An automated materials screening approach for the development of sol–gel derived monolithic silica enzyme reactor columns

Abstract

Fabrication of monolithic protein-doped capillary columns was reported almost 10 years ago. These columns were derived from a diglycerylsilane precursor, however this material is not commercially available, is difficult to produce in large quantities and has very short phase separation and gelation times, which leads to issues with column reproducibility. Herein, we investigate the use of sodium silicate (SS), a commercially available biofriendly sol–gel precursor, for the fabrication of bimodal meso/macroporous protein-doped monolithic silica columns that are suitable for immobilized enzyme reactor (IMER) assays. Using an automated liquid handler and platereader, a hierarchical materials screening approach was applied to ∼1400 formulations, from which we have identified materials with long gelation times that can form robust bimodal meso/macroporous materials suitable for fabrication of monolithic silica columns.

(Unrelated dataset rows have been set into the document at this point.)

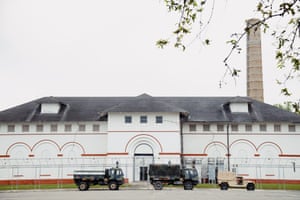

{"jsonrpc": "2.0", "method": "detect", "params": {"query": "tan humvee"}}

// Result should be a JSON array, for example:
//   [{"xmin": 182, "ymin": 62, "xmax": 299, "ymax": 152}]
[{"xmin": 218, "ymin": 171, "xmax": 255, "ymax": 190}]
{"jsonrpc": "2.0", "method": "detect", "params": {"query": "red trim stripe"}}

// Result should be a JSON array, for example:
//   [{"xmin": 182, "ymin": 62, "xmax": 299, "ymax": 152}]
[{"xmin": 278, "ymin": 154, "xmax": 300, "ymax": 158}]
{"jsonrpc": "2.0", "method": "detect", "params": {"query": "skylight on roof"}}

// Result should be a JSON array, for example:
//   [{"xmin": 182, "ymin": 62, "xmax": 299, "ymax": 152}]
[
  {"xmin": 41, "ymin": 103, "xmax": 60, "ymax": 114},
  {"xmin": 230, "ymin": 102, "xmax": 249, "ymax": 113}
]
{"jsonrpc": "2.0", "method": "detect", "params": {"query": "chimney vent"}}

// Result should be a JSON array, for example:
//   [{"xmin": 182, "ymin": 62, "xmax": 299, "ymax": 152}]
[{"xmin": 246, "ymin": 19, "xmax": 264, "ymax": 102}]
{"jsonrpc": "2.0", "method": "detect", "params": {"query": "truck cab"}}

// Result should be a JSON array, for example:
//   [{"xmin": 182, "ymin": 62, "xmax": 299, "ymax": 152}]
[
  {"xmin": 149, "ymin": 164, "xmax": 199, "ymax": 190},
  {"xmin": 73, "ymin": 168, "xmax": 124, "ymax": 191},
  {"xmin": 218, "ymin": 171, "xmax": 255, "ymax": 190}
]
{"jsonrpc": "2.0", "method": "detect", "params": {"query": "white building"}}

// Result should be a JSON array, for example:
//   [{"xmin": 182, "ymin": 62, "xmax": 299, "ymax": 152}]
[{"xmin": 0, "ymin": 94, "xmax": 300, "ymax": 184}]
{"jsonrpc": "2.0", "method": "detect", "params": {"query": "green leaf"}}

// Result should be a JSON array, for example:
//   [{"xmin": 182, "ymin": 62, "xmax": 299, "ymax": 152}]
[{"xmin": 156, "ymin": 39, "xmax": 169, "ymax": 49}]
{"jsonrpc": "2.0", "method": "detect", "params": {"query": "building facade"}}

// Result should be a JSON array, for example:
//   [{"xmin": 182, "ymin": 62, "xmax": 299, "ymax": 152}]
[{"xmin": 0, "ymin": 94, "xmax": 300, "ymax": 184}]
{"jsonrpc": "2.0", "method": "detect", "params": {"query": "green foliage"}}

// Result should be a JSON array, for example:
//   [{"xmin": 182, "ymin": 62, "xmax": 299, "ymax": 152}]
[{"xmin": 156, "ymin": 0, "xmax": 300, "ymax": 112}]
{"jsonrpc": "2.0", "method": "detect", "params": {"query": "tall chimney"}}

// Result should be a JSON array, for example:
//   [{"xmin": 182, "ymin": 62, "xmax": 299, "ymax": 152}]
[{"xmin": 246, "ymin": 19, "xmax": 264, "ymax": 102}]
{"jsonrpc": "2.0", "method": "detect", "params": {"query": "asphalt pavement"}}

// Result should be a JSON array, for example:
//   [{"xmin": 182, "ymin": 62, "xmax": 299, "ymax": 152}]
[{"xmin": 0, "ymin": 188, "xmax": 300, "ymax": 200}]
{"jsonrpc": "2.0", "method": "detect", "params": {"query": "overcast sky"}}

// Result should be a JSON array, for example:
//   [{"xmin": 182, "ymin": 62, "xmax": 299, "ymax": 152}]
[{"xmin": 0, "ymin": 0, "xmax": 300, "ymax": 110}]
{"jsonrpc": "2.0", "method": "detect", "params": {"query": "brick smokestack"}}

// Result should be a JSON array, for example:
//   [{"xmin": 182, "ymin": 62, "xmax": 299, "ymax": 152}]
[{"xmin": 246, "ymin": 19, "xmax": 264, "ymax": 102}]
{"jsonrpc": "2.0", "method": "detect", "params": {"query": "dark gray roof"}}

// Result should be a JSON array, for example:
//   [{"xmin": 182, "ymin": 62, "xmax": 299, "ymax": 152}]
[{"xmin": 0, "ymin": 94, "xmax": 300, "ymax": 123}]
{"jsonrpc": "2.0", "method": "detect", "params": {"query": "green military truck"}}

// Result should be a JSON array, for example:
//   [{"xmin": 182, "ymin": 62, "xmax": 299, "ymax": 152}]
[
  {"xmin": 149, "ymin": 164, "xmax": 199, "ymax": 190},
  {"xmin": 73, "ymin": 168, "xmax": 124, "ymax": 191}
]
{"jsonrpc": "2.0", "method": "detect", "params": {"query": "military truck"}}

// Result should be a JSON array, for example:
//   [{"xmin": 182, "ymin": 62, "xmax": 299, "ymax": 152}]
[
  {"xmin": 217, "ymin": 171, "xmax": 255, "ymax": 190},
  {"xmin": 73, "ymin": 168, "xmax": 124, "ymax": 191},
  {"xmin": 149, "ymin": 164, "xmax": 199, "ymax": 190}
]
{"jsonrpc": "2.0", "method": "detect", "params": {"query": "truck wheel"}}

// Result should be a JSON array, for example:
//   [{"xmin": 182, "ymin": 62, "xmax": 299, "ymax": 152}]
[
  {"xmin": 78, "ymin": 182, "xmax": 89, "ymax": 191},
  {"xmin": 246, "ymin": 183, "xmax": 255, "ymax": 191},
  {"xmin": 220, "ymin": 182, "xmax": 228, "ymax": 190},
  {"xmin": 108, "ymin": 181, "xmax": 119, "ymax": 190},
  {"xmin": 153, "ymin": 181, "xmax": 163, "ymax": 190},
  {"xmin": 183, "ymin": 181, "xmax": 194, "ymax": 190}
]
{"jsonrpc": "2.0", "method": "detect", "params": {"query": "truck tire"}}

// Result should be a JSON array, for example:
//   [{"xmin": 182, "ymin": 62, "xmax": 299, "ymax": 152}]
[
  {"xmin": 246, "ymin": 183, "xmax": 255, "ymax": 191},
  {"xmin": 153, "ymin": 181, "xmax": 163, "ymax": 190},
  {"xmin": 78, "ymin": 182, "xmax": 89, "ymax": 191},
  {"xmin": 108, "ymin": 181, "xmax": 119, "ymax": 190},
  {"xmin": 183, "ymin": 181, "xmax": 194, "ymax": 190},
  {"xmin": 220, "ymin": 182, "xmax": 229, "ymax": 190}
]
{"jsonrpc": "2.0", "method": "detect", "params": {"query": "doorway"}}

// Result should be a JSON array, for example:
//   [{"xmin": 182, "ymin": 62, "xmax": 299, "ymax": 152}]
[{"xmin": 133, "ymin": 143, "xmax": 154, "ymax": 181}]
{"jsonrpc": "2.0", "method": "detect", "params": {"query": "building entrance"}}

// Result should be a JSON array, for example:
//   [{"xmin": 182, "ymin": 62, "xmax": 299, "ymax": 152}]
[{"xmin": 133, "ymin": 144, "xmax": 154, "ymax": 181}]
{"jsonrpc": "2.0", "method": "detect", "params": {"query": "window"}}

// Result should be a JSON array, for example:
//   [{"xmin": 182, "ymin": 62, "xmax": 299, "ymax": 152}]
[
  {"xmin": 36, "ymin": 124, "xmax": 44, "ymax": 132},
  {"xmin": 217, "ymin": 124, "xmax": 224, "ymax": 131},
  {"xmin": 65, "ymin": 124, "xmax": 72, "ymax": 132},
  {"xmin": 289, "ymin": 124, "xmax": 296, "ymax": 132},
  {"xmin": 78, "ymin": 124, "xmax": 85, "ymax": 132},
  {"xmin": 155, "ymin": 116, "xmax": 163, "ymax": 124},
  {"xmin": 203, "ymin": 124, "xmax": 210, "ymax": 131},
  {"xmin": 7, "ymin": 125, "xmax": 15, "ymax": 132},
  {"xmin": 231, "ymin": 124, "xmax": 239, "ymax": 132},
  {"xmin": 93, "ymin": 124, "xmax": 100, "ymax": 132},
  {"xmin": 274, "ymin": 124, "xmax": 281, "ymax": 132},
  {"xmin": 50, "ymin": 124, "xmax": 57, "ymax": 132},
  {"xmin": 124, "ymin": 116, "xmax": 132, "ymax": 124},
  {"xmin": 245, "ymin": 124, "xmax": 252, "ymax": 132},
  {"xmin": 140, "ymin": 115, "xmax": 147, "ymax": 124},
  {"xmin": 259, "ymin": 124, "xmax": 267, "ymax": 132},
  {"xmin": 189, "ymin": 124, "xmax": 196, "ymax": 131},
  {"xmin": 22, "ymin": 124, "xmax": 29, "ymax": 132}
]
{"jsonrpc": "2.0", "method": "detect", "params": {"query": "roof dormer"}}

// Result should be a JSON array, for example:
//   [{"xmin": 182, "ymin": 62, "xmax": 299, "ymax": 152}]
[
  {"xmin": 228, "ymin": 97, "xmax": 251, "ymax": 113},
  {"xmin": 41, "ymin": 103, "xmax": 61, "ymax": 114}
]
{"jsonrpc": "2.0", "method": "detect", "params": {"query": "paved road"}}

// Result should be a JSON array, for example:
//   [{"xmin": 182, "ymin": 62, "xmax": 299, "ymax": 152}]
[{"xmin": 0, "ymin": 188, "xmax": 300, "ymax": 200}]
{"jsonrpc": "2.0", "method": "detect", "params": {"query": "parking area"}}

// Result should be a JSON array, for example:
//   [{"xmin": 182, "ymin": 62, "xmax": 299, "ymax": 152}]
[{"xmin": 0, "ymin": 188, "xmax": 300, "ymax": 200}]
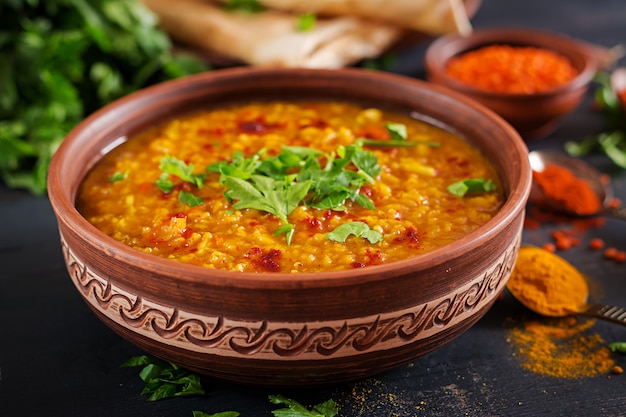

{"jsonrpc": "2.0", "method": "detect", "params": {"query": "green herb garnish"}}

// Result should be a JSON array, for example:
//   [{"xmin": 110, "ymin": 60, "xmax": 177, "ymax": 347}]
[
  {"xmin": 178, "ymin": 190, "xmax": 204, "ymax": 207},
  {"xmin": 269, "ymin": 395, "xmax": 339, "ymax": 417},
  {"xmin": 109, "ymin": 171, "xmax": 128, "ymax": 182},
  {"xmin": 159, "ymin": 155, "xmax": 206, "ymax": 188},
  {"xmin": 357, "ymin": 122, "xmax": 441, "ymax": 147},
  {"xmin": 121, "ymin": 356, "xmax": 204, "ymax": 401},
  {"xmin": 0, "ymin": 0, "xmax": 207, "ymax": 194},
  {"xmin": 224, "ymin": 0, "xmax": 266, "ymax": 13},
  {"xmin": 609, "ymin": 342, "xmax": 626, "ymax": 353},
  {"xmin": 326, "ymin": 222, "xmax": 383, "ymax": 244},
  {"xmin": 447, "ymin": 178, "xmax": 496, "ymax": 197},
  {"xmin": 154, "ymin": 155, "xmax": 206, "ymax": 207},
  {"xmin": 296, "ymin": 13, "xmax": 317, "ymax": 32},
  {"xmin": 193, "ymin": 411, "xmax": 239, "ymax": 417},
  {"xmin": 207, "ymin": 145, "xmax": 380, "ymax": 243},
  {"xmin": 385, "ymin": 122, "xmax": 407, "ymax": 141},
  {"xmin": 224, "ymin": 175, "xmax": 311, "ymax": 244}
]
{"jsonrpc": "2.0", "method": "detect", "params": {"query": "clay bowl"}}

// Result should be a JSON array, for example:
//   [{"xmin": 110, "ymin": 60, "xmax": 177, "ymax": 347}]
[
  {"xmin": 425, "ymin": 28, "xmax": 602, "ymax": 139},
  {"xmin": 48, "ymin": 68, "xmax": 531, "ymax": 386}
]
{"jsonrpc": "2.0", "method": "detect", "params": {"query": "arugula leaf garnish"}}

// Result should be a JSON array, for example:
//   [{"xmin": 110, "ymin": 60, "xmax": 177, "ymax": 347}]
[
  {"xmin": 269, "ymin": 395, "xmax": 339, "ymax": 417},
  {"xmin": 213, "ymin": 145, "xmax": 381, "ymax": 244},
  {"xmin": 326, "ymin": 222, "xmax": 383, "ymax": 244},
  {"xmin": 121, "ymin": 355, "xmax": 204, "ymax": 401},
  {"xmin": 385, "ymin": 122, "xmax": 407, "ymax": 141},
  {"xmin": 447, "ymin": 178, "xmax": 496, "ymax": 197},
  {"xmin": 109, "ymin": 171, "xmax": 128, "ymax": 182},
  {"xmin": 178, "ymin": 190, "xmax": 204, "ymax": 207},
  {"xmin": 224, "ymin": 175, "xmax": 311, "ymax": 244}
]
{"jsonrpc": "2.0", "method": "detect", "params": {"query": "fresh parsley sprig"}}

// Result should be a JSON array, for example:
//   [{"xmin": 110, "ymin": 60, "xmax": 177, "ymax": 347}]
[
  {"xmin": 269, "ymin": 395, "xmax": 339, "ymax": 417},
  {"xmin": 0, "ymin": 0, "xmax": 207, "ymax": 194},
  {"xmin": 154, "ymin": 155, "xmax": 206, "ymax": 207},
  {"xmin": 564, "ymin": 71, "xmax": 626, "ymax": 169},
  {"xmin": 609, "ymin": 342, "xmax": 626, "ymax": 354}
]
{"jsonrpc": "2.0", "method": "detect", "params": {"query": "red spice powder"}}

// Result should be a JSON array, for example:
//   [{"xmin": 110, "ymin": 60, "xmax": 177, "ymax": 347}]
[
  {"xmin": 447, "ymin": 45, "xmax": 578, "ymax": 94},
  {"xmin": 617, "ymin": 88, "xmax": 626, "ymax": 109},
  {"xmin": 533, "ymin": 164, "xmax": 602, "ymax": 215}
]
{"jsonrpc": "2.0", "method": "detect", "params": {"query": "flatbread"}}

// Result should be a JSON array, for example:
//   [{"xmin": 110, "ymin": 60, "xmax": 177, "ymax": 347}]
[
  {"xmin": 217, "ymin": 0, "xmax": 472, "ymax": 35},
  {"xmin": 144, "ymin": 0, "xmax": 402, "ymax": 69}
]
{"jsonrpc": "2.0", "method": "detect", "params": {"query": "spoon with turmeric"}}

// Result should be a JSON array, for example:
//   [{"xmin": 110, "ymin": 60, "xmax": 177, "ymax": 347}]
[
  {"xmin": 528, "ymin": 151, "xmax": 626, "ymax": 220},
  {"xmin": 507, "ymin": 246, "xmax": 626, "ymax": 326}
]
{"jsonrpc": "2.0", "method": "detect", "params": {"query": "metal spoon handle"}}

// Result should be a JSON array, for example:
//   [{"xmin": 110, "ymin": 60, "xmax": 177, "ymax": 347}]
[
  {"xmin": 581, "ymin": 304, "xmax": 626, "ymax": 326},
  {"xmin": 603, "ymin": 207, "xmax": 626, "ymax": 220}
]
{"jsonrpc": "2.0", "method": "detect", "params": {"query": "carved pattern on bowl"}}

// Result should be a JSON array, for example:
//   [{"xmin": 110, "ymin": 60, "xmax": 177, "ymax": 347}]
[{"xmin": 61, "ymin": 232, "xmax": 519, "ymax": 360}]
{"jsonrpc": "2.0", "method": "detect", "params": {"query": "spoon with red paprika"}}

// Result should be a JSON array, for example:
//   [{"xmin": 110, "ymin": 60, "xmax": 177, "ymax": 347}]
[{"xmin": 528, "ymin": 151, "xmax": 626, "ymax": 220}]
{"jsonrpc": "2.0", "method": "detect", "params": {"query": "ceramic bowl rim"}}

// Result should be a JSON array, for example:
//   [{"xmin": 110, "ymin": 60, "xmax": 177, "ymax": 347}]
[
  {"xmin": 424, "ymin": 26, "xmax": 598, "ymax": 100},
  {"xmin": 48, "ymin": 67, "xmax": 531, "ymax": 289}
]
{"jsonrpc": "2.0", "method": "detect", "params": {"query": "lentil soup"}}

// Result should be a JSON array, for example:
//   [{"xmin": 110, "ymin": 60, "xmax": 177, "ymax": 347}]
[{"xmin": 77, "ymin": 102, "xmax": 504, "ymax": 273}]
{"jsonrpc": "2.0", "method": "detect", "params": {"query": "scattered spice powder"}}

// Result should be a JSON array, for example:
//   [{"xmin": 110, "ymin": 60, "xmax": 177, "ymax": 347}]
[
  {"xmin": 533, "ymin": 164, "xmax": 602, "ymax": 215},
  {"xmin": 524, "ymin": 161, "xmax": 626, "ymax": 263},
  {"xmin": 507, "ymin": 246, "xmax": 589, "ymax": 317},
  {"xmin": 447, "ymin": 45, "xmax": 578, "ymax": 94},
  {"xmin": 509, "ymin": 317, "xmax": 616, "ymax": 379}
]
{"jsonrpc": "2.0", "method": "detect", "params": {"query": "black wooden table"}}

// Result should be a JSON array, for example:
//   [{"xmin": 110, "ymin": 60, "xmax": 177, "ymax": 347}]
[{"xmin": 0, "ymin": 0, "xmax": 626, "ymax": 417}]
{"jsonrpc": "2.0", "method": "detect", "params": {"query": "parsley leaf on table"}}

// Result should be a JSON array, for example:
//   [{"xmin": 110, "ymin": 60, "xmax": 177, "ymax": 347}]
[
  {"xmin": 0, "ymin": 0, "xmax": 207, "ymax": 194},
  {"xmin": 121, "ymin": 355, "xmax": 204, "ymax": 401},
  {"xmin": 565, "ymin": 72, "xmax": 626, "ymax": 169},
  {"xmin": 269, "ymin": 395, "xmax": 339, "ymax": 417}
]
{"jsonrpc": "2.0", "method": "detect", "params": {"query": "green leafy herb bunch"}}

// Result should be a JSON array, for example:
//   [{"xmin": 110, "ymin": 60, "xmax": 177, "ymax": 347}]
[{"xmin": 0, "ymin": 0, "xmax": 206, "ymax": 194}]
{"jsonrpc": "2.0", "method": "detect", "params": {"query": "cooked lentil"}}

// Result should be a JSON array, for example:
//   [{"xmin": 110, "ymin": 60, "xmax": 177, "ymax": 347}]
[{"xmin": 77, "ymin": 102, "xmax": 504, "ymax": 273}]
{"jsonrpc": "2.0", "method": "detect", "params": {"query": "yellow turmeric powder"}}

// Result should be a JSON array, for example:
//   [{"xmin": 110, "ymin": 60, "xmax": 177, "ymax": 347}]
[
  {"xmin": 507, "ymin": 246, "xmax": 589, "ymax": 317},
  {"xmin": 507, "ymin": 246, "xmax": 615, "ymax": 378},
  {"xmin": 509, "ymin": 317, "xmax": 615, "ymax": 379}
]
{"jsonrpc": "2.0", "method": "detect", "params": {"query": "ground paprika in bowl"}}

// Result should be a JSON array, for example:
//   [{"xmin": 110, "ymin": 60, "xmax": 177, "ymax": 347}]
[{"xmin": 425, "ymin": 28, "xmax": 601, "ymax": 140}]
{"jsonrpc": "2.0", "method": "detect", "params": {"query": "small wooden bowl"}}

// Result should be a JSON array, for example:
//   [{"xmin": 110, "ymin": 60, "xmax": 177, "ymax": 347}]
[
  {"xmin": 425, "ymin": 28, "xmax": 601, "ymax": 139},
  {"xmin": 48, "ymin": 68, "xmax": 531, "ymax": 386}
]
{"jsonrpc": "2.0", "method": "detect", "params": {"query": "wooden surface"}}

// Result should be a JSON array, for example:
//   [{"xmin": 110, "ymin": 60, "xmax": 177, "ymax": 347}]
[{"xmin": 0, "ymin": 0, "xmax": 626, "ymax": 417}]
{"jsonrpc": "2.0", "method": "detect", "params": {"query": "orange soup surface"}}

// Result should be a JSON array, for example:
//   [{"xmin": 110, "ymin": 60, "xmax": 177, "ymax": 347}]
[
  {"xmin": 77, "ymin": 102, "xmax": 504, "ymax": 273},
  {"xmin": 446, "ymin": 45, "xmax": 578, "ymax": 94}
]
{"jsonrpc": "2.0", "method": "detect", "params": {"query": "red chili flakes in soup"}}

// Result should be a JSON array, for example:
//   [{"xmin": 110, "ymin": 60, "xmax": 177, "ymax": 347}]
[
  {"xmin": 77, "ymin": 102, "xmax": 504, "ymax": 273},
  {"xmin": 446, "ymin": 45, "xmax": 578, "ymax": 94}
]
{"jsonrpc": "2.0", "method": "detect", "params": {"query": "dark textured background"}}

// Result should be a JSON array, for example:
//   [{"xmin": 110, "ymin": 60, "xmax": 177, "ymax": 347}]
[{"xmin": 0, "ymin": 0, "xmax": 626, "ymax": 417}]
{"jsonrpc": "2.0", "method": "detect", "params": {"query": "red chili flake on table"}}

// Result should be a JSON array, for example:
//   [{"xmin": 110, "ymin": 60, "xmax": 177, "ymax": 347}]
[
  {"xmin": 589, "ymin": 237, "xmax": 604, "ymax": 250},
  {"xmin": 617, "ymin": 88, "xmax": 626, "ymax": 108},
  {"xmin": 244, "ymin": 247, "xmax": 283, "ymax": 272},
  {"xmin": 604, "ymin": 247, "xmax": 618, "ymax": 259},
  {"xmin": 447, "ymin": 45, "xmax": 578, "ymax": 94}
]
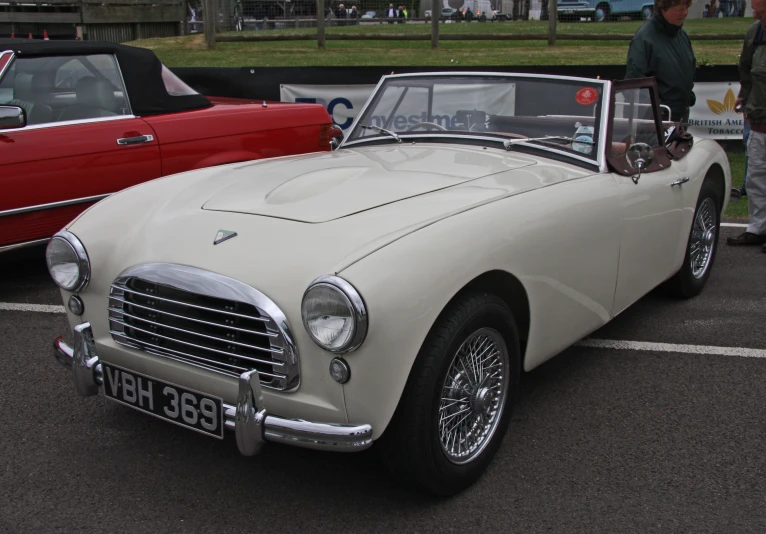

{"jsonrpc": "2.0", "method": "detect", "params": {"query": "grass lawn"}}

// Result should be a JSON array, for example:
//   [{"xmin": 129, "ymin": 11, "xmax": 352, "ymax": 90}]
[
  {"xmin": 129, "ymin": 18, "xmax": 752, "ymax": 67},
  {"xmin": 127, "ymin": 18, "xmax": 753, "ymax": 219},
  {"xmin": 724, "ymin": 152, "xmax": 747, "ymax": 222}
]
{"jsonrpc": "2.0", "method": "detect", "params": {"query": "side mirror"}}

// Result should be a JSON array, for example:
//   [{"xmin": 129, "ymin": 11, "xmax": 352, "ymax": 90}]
[
  {"xmin": 330, "ymin": 124, "xmax": 344, "ymax": 150},
  {"xmin": 625, "ymin": 143, "xmax": 654, "ymax": 184},
  {"xmin": 0, "ymin": 106, "xmax": 27, "ymax": 130}
]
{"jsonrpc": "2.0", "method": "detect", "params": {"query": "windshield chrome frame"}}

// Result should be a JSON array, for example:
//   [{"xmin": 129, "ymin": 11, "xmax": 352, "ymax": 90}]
[{"xmin": 338, "ymin": 71, "xmax": 612, "ymax": 172}]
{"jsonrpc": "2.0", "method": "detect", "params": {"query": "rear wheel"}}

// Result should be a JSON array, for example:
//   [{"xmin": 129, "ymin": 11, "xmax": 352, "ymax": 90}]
[
  {"xmin": 641, "ymin": 6, "xmax": 654, "ymax": 20},
  {"xmin": 377, "ymin": 293, "xmax": 520, "ymax": 495},
  {"xmin": 665, "ymin": 179, "xmax": 721, "ymax": 298}
]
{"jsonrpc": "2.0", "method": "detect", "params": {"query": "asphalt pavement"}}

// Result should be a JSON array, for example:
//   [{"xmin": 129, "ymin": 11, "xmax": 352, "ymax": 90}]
[{"xmin": 0, "ymin": 228, "xmax": 766, "ymax": 534}]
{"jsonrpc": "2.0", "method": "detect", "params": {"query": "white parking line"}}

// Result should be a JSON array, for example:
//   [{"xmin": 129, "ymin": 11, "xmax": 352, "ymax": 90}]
[
  {"xmin": 0, "ymin": 302, "xmax": 66, "ymax": 313},
  {"xmin": 0, "ymin": 302, "xmax": 766, "ymax": 358},
  {"xmin": 575, "ymin": 338, "xmax": 766, "ymax": 358}
]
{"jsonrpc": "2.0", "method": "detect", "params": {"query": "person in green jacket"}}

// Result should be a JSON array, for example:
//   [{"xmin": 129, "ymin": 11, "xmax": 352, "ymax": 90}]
[{"xmin": 625, "ymin": 0, "xmax": 697, "ymax": 124}]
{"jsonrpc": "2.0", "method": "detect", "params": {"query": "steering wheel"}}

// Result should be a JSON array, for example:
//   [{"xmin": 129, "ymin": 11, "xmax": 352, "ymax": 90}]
[{"xmin": 404, "ymin": 122, "xmax": 447, "ymax": 133}]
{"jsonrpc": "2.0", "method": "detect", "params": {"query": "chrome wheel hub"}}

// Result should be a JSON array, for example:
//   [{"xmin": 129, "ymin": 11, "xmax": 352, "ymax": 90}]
[
  {"xmin": 689, "ymin": 198, "xmax": 718, "ymax": 279},
  {"xmin": 438, "ymin": 328, "xmax": 509, "ymax": 464}
]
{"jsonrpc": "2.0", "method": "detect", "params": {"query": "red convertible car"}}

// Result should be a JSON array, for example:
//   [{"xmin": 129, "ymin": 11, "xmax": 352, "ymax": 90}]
[{"xmin": 0, "ymin": 39, "xmax": 340, "ymax": 252}]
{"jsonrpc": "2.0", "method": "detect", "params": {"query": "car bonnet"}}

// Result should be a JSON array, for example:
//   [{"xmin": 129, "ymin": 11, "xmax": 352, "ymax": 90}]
[{"xmin": 203, "ymin": 145, "xmax": 535, "ymax": 223}]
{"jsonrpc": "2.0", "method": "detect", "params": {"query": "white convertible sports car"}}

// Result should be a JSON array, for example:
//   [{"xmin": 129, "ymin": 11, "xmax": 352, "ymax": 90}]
[{"xmin": 47, "ymin": 73, "xmax": 731, "ymax": 494}]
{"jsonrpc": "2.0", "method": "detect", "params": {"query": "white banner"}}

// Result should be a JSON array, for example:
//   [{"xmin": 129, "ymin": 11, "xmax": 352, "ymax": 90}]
[
  {"xmin": 280, "ymin": 82, "xmax": 744, "ymax": 139},
  {"xmin": 689, "ymin": 82, "xmax": 745, "ymax": 139},
  {"xmin": 279, "ymin": 85, "xmax": 375, "ymax": 131}
]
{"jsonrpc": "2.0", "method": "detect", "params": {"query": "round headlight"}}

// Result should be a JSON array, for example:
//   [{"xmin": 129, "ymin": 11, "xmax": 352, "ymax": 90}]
[
  {"xmin": 45, "ymin": 230, "xmax": 90, "ymax": 291},
  {"xmin": 301, "ymin": 276, "xmax": 367, "ymax": 353}
]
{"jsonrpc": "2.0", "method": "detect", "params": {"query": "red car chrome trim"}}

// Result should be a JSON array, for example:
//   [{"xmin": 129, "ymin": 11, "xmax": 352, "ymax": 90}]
[
  {"xmin": 0, "ymin": 193, "xmax": 112, "ymax": 217},
  {"xmin": 0, "ymin": 237, "xmax": 50, "ymax": 254},
  {"xmin": 0, "ymin": 50, "xmax": 13, "ymax": 77},
  {"xmin": 10, "ymin": 115, "xmax": 138, "ymax": 132}
]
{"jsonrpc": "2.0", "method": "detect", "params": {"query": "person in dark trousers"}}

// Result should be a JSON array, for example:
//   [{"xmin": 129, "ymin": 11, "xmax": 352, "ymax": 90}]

A subset of these materials was observed to have good chromatographic behavior (appropriate backpressure and good stability). A secondary screen around lead materials was performed to identify optimal materials for fabrication of IMER columns. These materials were tested for leaching and activity of immobilized acetylcholine esterase to identify an optimal material for IMER column fabrication. The optimal material was formed from 2% (w/v) silica which was combined with 1.25% PEG 600 at pH 6.4 in 100 mM TRIS buffer. Such columns showed reproducible IMER performance and were able to quantitatively measure the inhibition of immobilized AChE by galanthamine with an inhibition constant of 175 ± 5 nM, which is in excellent agreement with the literature value.